The opthamologist I went to told me he thought he
knew what the problem was, and it was not serious, but since he had never seen
an actual case, he referred me to a retinologist for
confirmation. I didn't want to go to the retinologist, but my husband co-erced
me.
I knew I was in trouble when the retinologist
asked me into his office. I sat down, I
was by myself, because I was so sure it was
“nothing”. The retinologist
told me I had uveitis, that I was going to go blind. I asked him, what is the cause of uveitis? He told me:
number 1 cause was AIDS, #2, syphilis, #3 TB, #4/5; kidney/liver failure, 20%
of the time it was idiopathic, no known cause.
Think of uveitis as a rash; something else
causes it, and it is up to your MD to find the source. Based on my experience
with three different MDs at three different times, they tend to start with
testing for AIDS, syphilis, lupus, arthritis, TB, liver and kidney malfunction.
In my case, everything they tested for came back negative. If the cause is unknown it is referred to as ideopathic;
ideopathic uveitis occurs
in about 20% - 30% of uveitis cases. That other 20 – 30% can be nearly 100 other
conditions, so it takes quite a bit of knowledge on the part of the MD to
determine what the cause is; this is why its great to see an expert, such as Dr.Stephen Foster, MERSI.

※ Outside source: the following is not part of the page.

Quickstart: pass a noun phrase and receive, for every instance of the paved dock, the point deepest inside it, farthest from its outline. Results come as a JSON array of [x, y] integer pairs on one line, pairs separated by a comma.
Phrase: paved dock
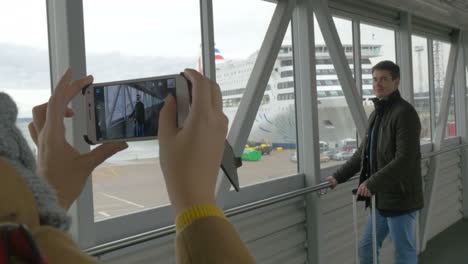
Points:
[[130, 186]]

(http://www.uveitis.org/contact.html)
I remember sitting there, his mouth was opening and closing, and I went
deaf. I couldn’t
hear a word he said, I saw his mouth moving, but no sound was coming out. The next thing I knew, I was standing in my
kitchen. I know that I went to a clinic
and an xray taken, who knows what else happened, but
I have no recollection of this. So, I was standing in the kitchen, with my husband and the
phone, and I said to him, good news is, I’m going blind. Bad news is, there is a
80% chance I have AIDs, syphilis, TB, kidney or liver
failure. I don’t
remember what happened after that, but he came home with a bouquet of
carnations and a box of chocolates and said, you’ll be okay. I told him, I will never be okay, I’ll be freaking blind, and there are no jobs for blind
software engineers. He told me, okay,
you had your cry and your pity party, now get off your butt and make some plans
and some decisions. I told him again,
are you nuts? There are NO FREAKING JOBS
FOR BLIND DATABASE ADMINSTRATORS. He
said to me, (very patiently), you trained to be a software engineer, didn’t you? Well, you
are more than just a software engineer, and you can be retrained. Now, go figure out what you can do if you go
blind, and get some training in that. I
thought, okay, there are blind people out there working every day, if they
could do it, so can I. And so, I calmed down.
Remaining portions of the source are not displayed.